QAOA for Graph Coloring
Overview
Graph coloring assigns colors to vertices such that no two adjacent vertices share the same color. The minimum number of colors needed is the chromatic number. This circuit demonstrates QAOA for 2-coloring.
The Problem
Given graph G = (V, E), assign colors to vertices such that:
- No edge connects two vertices of the same color
- Use minimum number of colors
CODEExample (triangle + 1): 0 ─── 1 │ / │ 2 3 2-colorable?

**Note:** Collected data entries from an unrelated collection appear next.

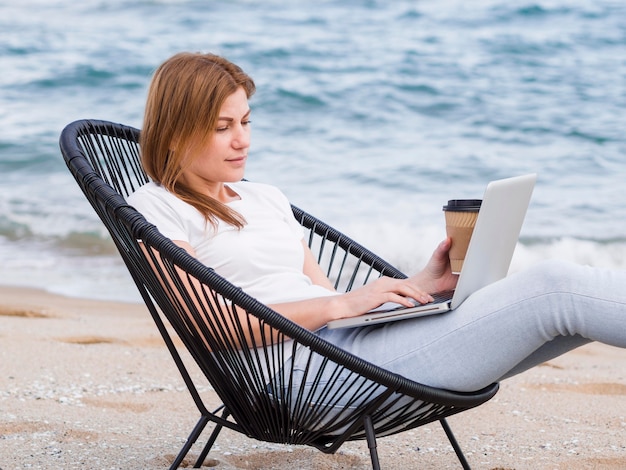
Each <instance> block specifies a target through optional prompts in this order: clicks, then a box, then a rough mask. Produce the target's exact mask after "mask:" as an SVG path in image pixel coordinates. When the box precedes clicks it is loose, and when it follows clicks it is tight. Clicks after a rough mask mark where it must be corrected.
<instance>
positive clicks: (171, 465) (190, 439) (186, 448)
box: [170, 416, 209, 470]
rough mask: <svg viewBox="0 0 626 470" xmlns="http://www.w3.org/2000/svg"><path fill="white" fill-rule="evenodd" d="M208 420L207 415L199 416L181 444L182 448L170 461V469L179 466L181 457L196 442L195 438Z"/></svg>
mask: <svg viewBox="0 0 626 470" xmlns="http://www.w3.org/2000/svg"><path fill="white" fill-rule="evenodd" d="M208 422H209V418H208V417H206V416H201V417H200V419H199V420H198V422H197V423H196V426H195V427H194V428H193V431H191V434H189V437H188V438H187V442H185V445H184V446H183V448H182V449H180V452H179V453H178V455H177V456H176V458H175V459H174V462H172V465H171V466H170V470H176V469H177V468H178V467H179V466H180V464H181V463H182V462H183V459H184V458H185V456H186V455H187V453H188V452H189V449H191V446H192V445H193V444H194V443H195V442H196V439H198V436H200V434H202V431H203V430H204V427H205V426H206V425H207V423H208Z"/></svg>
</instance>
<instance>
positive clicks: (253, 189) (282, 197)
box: [229, 181, 287, 202]
mask: <svg viewBox="0 0 626 470" xmlns="http://www.w3.org/2000/svg"><path fill="white" fill-rule="evenodd" d="M229 186H230V187H231V188H233V189H234V190H235V191H237V193H238V194H239V195H240V196H241V198H242V199H244V198H246V197H250V196H252V197H255V198H261V199H273V200H278V201H281V202H283V201H287V197H286V196H285V195H284V194H283V193H282V191H281V190H280V189H278V188H277V187H276V186H272V185H270V184H265V183H257V182H252V181H238V182H237V183H229Z"/></svg>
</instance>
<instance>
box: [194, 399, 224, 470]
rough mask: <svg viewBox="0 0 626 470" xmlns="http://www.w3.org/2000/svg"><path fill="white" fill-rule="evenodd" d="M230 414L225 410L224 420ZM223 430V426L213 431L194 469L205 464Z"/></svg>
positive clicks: (213, 430) (196, 461)
mask: <svg viewBox="0 0 626 470" xmlns="http://www.w3.org/2000/svg"><path fill="white" fill-rule="evenodd" d="M229 414H230V413H229V412H228V410H227V409H226V408H224V412H223V413H222V419H226V418H227V417H228V415H229ZM222 428H223V426H222V425H221V424H216V425H215V429H213V432H212V433H211V435H210V436H209V440H208V441H207V443H206V444H205V446H204V449H202V452H200V456H199V457H198V460H196V464H195V465H194V468H200V467H202V463H203V462H204V459H206V456H207V455H208V454H209V451H210V450H211V448H212V447H213V444H215V441H216V440H217V436H218V435H219V433H220V431H221V430H222Z"/></svg>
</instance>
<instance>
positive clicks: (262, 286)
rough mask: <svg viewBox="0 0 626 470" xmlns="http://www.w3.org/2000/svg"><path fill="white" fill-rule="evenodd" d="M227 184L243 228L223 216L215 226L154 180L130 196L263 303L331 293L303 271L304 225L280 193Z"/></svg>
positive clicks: (291, 300) (231, 281)
mask: <svg viewBox="0 0 626 470" xmlns="http://www.w3.org/2000/svg"><path fill="white" fill-rule="evenodd" d="M228 186H229V187H230V188H231V189H232V190H234V191H235V192H236V193H237V194H238V195H239V196H240V198H241V199H239V200H236V201H233V202H230V203H229V204H228V205H229V207H231V208H232V209H234V210H236V211H237V212H239V213H240V214H241V215H243V217H244V218H245V220H246V225H244V227H243V228H242V229H237V228H236V227H233V226H231V225H228V224H226V223H224V222H222V221H219V222H218V226H217V229H215V228H213V226H212V225H211V224H210V223H209V222H207V221H206V219H205V217H204V216H203V215H202V214H201V213H200V212H198V211H197V210H196V209H195V208H194V207H193V206H191V205H189V204H187V203H186V202H184V201H182V200H181V199H179V198H178V197H176V196H174V195H173V194H172V193H170V192H169V191H167V190H166V189H165V188H163V187H162V186H160V185H158V184H155V183H148V184H146V185H144V186H143V187H141V188H139V189H138V190H137V191H136V192H135V193H134V194H132V195H131V196H130V197H129V198H128V202H129V204H131V205H132V206H134V207H135V208H136V209H137V210H138V211H139V212H141V213H142V214H143V216H144V217H145V218H146V219H147V220H148V221H149V222H150V223H152V224H154V225H156V227H157V228H158V229H159V231H160V232H161V233H162V234H163V235H165V236H166V237H168V238H170V239H172V240H180V241H184V242H187V243H189V244H190V245H191V246H192V247H193V249H194V250H195V252H196V256H197V258H198V259H199V260H200V261H201V262H202V263H204V264H205V265H207V266H210V267H212V268H213V269H214V270H215V271H216V272H217V273H218V274H220V275H221V276H223V277H224V278H226V279H228V280H229V281H230V282H231V283H232V284H234V285H236V286H238V287H241V288H242V289H243V291H244V292H246V293H247V294H249V295H251V296H253V297H255V298H256V299H258V300H259V301H261V302H263V303H265V304H272V303H280V302H288V301H294V300H302V299H308V298H314V297H321V296H324V295H332V294H333V292H331V291H329V290H328V289H325V288H323V287H321V286H317V285H314V284H312V282H311V280H310V278H309V277H308V276H306V275H305V274H304V273H303V271H302V268H303V264H304V252H303V249H302V239H303V230H302V227H301V226H300V224H299V223H298V222H297V221H296V220H295V218H294V217H293V213H292V212H291V207H290V205H289V202H288V200H287V198H286V197H285V196H284V195H283V193H282V192H280V191H279V190H278V189H277V188H275V187H273V186H269V185H266V184H260V183H252V182H248V181H242V182H238V183H229V184H228Z"/></svg>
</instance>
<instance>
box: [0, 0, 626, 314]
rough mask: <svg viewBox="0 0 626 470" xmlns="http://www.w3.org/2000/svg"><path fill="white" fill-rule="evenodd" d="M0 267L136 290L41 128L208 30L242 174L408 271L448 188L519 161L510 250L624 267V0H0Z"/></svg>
mask: <svg viewBox="0 0 626 470" xmlns="http://www.w3.org/2000/svg"><path fill="white" fill-rule="evenodd" d="M0 25H1V26H0V60H1V63H2V73H1V74H0V261H1V268H0V284H2V285H13V286H18V285H19V286H27V287H37V288H42V289H46V290H49V291H51V292H56V293H61V294H65V295H70V296H76V297H86V298H93V299H114V300H124V301H132V302H135V301H139V297H138V295H137V293H136V292H135V288H134V286H133V284H132V281H131V280H130V277H129V276H128V274H127V273H126V270H125V268H124V266H123V264H122V262H121V260H120V258H119V257H118V255H117V253H116V251H115V248H114V246H113V244H112V242H111V241H110V239H109V238H108V235H107V233H106V231H105V230H104V228H103V226H102V224H101V223H100V221H99V219H98V218H97V217H96V215H95V213H94V212H93V210H92V209H91V207H90V206H89V205H88V204H87V202H86V200H85V199H84V197H83V196H82V194H81V193H80V191H79V189H78V187H77V185H76V184H75V182H74V180H73V179H72V177H71V176H70V174H69V172H68V171H67V169H66V167H65V164H64V162H63V160H62V157H61V154H60V152H59V149H58V138H59V135H60V132H61V130H62V129H63V127H64V126H65V125H66V124H68V123H69V122H71V121H73V120H76V119H81V118H97V119H105V120H110V121H116V122H122V123H125V124H129V125H132V126H135V127H140V126H141V120H142V113H143V106H144V100H145V95H146V90H147V86H148V83H149V81H150V77H151V75H152V73H153V71H154V69H155V68H156V67H157V66H158V65H159V64H160V63H161V62H162V61H163V60H165V59H166V58H168V57H169V56H171V55H172V54H174V53H176V52H179V51H202V52H214V53H218V54H221V55H224V56H226V57H228V58H229V59H231V60H232V61H234V62H235V63H237V64H239V65H240V66H241V67H242V68H243V69H244V70H245V71H246V72H248V73H249V74H250V75H251V76H252V77H253V78H254V79H255V81H256V84H257V90H258V91H257V93H256V95H255V96H254V97H253V98H252V100H251V107H252V126H253V134H252V149H251V151H250V158H249V163H248V168H247V175H246V177H247V178H248V179H251V180H254V181H262V182H266V183H270V184H274V185H276V186H278V187H280V188H281V189H282V190H283V191H284V192H285V194H286V195H287V196H288V197H289V198H290V200H291V201H292V202H293V203H294V204H296V205H298V206H300V207H302V208H304V209H306V210H308V211H309V212H312V213H313V214H315V215H316V216H318V217H320V218H322V219H323V220H325V221H327V222H329V223H331V224H332V225H334V226H336V227H337V228H339V229H340V230H342V231H344V232H346V233H348V234H349V235H351V236H352V237H353V238H355V239H357V240H358V241H360V242H361V243H363V244H364V245H366V246H368V247H369V248H371V249H372V250H373V251H375V252H377V253H378V254H380V255H381V256H383V257H384V258H386V259H388V260H389V261H391V262H392V263H394V264H396V265H397V266H398V267H399V268H400V269H402V270H404V271H405V272H407V273H409V272H413V271H415V270H417V269H419V268H420V267H421V266H422V265H423V263H424V262H425V261H426V260H427V259H428V257H429V255H430V253H431V252H432V250H433V249H434V247H435V246H436V244H437V243H438V242H439V241H440V240H441V239H442V238H443V237H444V234H445V229H444V221H443V213H442V211H441V207H442V205H443V204H445V202H446V201H447V200H448V199H456V198H480V197H482V193H483V191H484V188H485V186H486V184H487V183H488V182H489V181H490V180H492V179H497V178H505V177H509V176H515V175H519V174H524V173H530V172H536V173H538V182H537V186H536V188H535V192H534V194H533V198H532V202H531V205H530V207H529V210H528V214H527V217H526V221H525V224H524V227H523V229H522V235H521V238H520V242H519V244H518V247H517V250H516V253H515V256H514V258H513V264H512V267H511V269H512V270H518V269H524V268H525V267H526V266H529V265H531V264H533V263H536V262H538V261H539V260H542V259H546V258H561V259H568V260H572V261H575V262H579V263H584V264H590V265H595V266H604V267H609V268H618V269H625V268H626V189H625V188H626V132H625V130H626V3H624V2H623V1H607V0H593V1H591V0H589V1H587V0H571V1H563V0H537V1H532V0H527V1H516V0H514V1H509V0H506V1H505V0H477V1H474V2H466V1H459V0H439V1H437V2H432V1H409V0H396V1H392V2H389V1H386V0H348V1H340V0H327V1H293V2H284V1H279V0H266V1H263V2H256V1H252V0H238V1H230V2H210V1H186V0H153V1H148V0H143V1H135V2H126V1H120V0H108V1H106V2H105V1H100V0H84V1H82V2H74V1H69V0H38V1H37V0H22V1H20V2H13V1H8V0H2V1H0Z"/></svg>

Check edges: - (0,1): must be different - (0,2): must be different - (1,2): must be different - (1,3): must be different
Encoding
For 2-coloring, use 1 qubit per vertex:
- |0⟩ = Color A (e.g., Red)
- |1⟩ = Color B (e.g., Blue)
| Qubit | Vertex | Color |
|---|---|---|
| q₀ | v₀ | Red/Blue |
| q₁ | v₁ | Red/Blue |
| q₂ | v₂ | Red/Blue |
| q₃ | v₃ | Red/Blue |
Running the Circuit
PYTHONfrom circuit import run_circuit # Triangle graph (not 2-colorable) edges = [(0,1), (1,2), (0,2)] result = run_circuit(edges=edges, n_vertices=3) # Bipartite graph (2-colorable) edges = [(0,2), (0,3), (1,2), (1,3)] result = run_circuit(edges=edges, n_vertices=4)
Expected Output
For the default graph:
| Metric | Value |
|---|---|
| Valid colorings | ~2-4 |
| Conflicts in best | 0-1 |
| Chromatic number | 2 (if valid found) |
Graph Types
| Graph | Vertices | Edges | 2-Colorable? |
|---|---|---|---|
| Path | n | n-1 | Yes |
| Cycle (even) | n | n | Yes |
| Cycle (odd) | n | n | No |
| Complete | n | n(n-1)/2 | No (n>2) |
| Bipartite | n | m | Yes |
Applications
- Map coloring: Color regions without same-color borders
- Scheduling: Assign time slots without conflicts
- Register allocation: Assign variables to registers
- Frequency assignment: Avoid interference
Chromatic Number
| k | Example | Description |
|---|---|---|
| 1 | Empty graph | No edges |
| 2 | Tree, Bipartite | Two-colorable |
| 3 | Planar | Four-color theorem |
| n | Complete K_n | Every vertex different |